Jack Phelan

Biographical details
- Born: June 14, 1954 Hartford, Connecticut, U.S.
- Died: July 20, 2020 (aged 66) West Hartford, Connecticut, U.S.

Playing career
- 1974–1977: Saint Francis (PA)

Coaching career (HC unless noted)
- 1977–1978: Niagara (assistant)
- 1978–1979: Saint Francis (PA) (assistant)
- 1979–1981: Fairfield (assistant)
- 1981–1992: Hartford

Head coaching record
- Overall: 128–181

= Jack Phelan (basketball, born 1954) =

American basketball coach (1954–2020)

John Phelan (June 14, 1954 – July 20, 2020) was an American college basketball coach. He served as the University of Hartford's men's head coach from 1981 to 1992 and compiled an overall record of 128–181. Phelan oversaw the transition of the program from an NCAA Division II program into Division I. His previous coaching stops included Niagara University, Saint Francis University, and Fairfield University.
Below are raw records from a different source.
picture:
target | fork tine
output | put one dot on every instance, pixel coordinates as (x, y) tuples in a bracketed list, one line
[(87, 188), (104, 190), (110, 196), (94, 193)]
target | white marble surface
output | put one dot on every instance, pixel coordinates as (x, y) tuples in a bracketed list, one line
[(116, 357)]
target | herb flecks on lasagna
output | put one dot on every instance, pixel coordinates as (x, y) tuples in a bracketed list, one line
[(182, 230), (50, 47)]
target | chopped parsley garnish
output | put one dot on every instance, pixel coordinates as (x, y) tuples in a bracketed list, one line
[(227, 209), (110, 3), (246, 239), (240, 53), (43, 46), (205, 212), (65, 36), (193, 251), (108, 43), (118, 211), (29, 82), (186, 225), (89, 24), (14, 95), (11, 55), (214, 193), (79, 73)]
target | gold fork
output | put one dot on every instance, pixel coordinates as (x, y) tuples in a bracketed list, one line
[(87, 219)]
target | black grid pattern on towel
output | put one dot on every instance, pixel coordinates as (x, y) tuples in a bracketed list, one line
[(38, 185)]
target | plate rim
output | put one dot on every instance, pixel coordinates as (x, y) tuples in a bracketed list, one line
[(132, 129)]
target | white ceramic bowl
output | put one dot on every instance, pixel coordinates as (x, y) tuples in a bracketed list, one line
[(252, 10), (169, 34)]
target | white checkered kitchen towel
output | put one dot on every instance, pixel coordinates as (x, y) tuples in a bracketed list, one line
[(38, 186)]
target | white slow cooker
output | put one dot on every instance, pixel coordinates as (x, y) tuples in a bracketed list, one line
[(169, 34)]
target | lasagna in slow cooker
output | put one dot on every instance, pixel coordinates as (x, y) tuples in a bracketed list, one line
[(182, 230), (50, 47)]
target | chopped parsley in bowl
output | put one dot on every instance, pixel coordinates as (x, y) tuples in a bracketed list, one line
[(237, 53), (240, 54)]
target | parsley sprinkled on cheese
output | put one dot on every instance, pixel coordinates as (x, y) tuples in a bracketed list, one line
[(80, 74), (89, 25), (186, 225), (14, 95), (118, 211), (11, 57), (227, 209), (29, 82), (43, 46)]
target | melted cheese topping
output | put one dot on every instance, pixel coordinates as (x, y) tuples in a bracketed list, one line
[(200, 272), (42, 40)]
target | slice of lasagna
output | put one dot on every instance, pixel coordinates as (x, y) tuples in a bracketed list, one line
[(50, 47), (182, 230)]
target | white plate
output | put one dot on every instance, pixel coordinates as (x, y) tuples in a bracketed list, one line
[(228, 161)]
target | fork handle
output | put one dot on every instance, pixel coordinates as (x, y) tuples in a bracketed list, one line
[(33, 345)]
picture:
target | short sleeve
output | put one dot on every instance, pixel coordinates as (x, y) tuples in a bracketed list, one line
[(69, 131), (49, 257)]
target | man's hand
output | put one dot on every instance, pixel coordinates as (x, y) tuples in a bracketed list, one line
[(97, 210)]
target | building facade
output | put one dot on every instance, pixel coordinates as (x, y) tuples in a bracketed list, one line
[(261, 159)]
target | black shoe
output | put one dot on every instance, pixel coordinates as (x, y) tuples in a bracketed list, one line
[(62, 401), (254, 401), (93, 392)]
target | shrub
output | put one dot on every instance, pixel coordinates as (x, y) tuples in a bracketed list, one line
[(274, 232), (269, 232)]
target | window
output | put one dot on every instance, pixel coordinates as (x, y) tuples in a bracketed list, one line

As a player, Phelan suited up for the Saint Francis Red Flash after a high school career at Northwest Catholic High School in West Hartford, Connecticut. He scored a Stokes Fieldhouse record 42 points in his senior season against Duquesne. Phelan was chosen in the sixth round of the 1977 NBA draft by the Golden State Warriors, although he never played in the league.

After stepping down as Hartford's head coach in 1992, Phelan went into private consulting. He eventually became a high school athletics administrator at Farmington High School in Connecticut.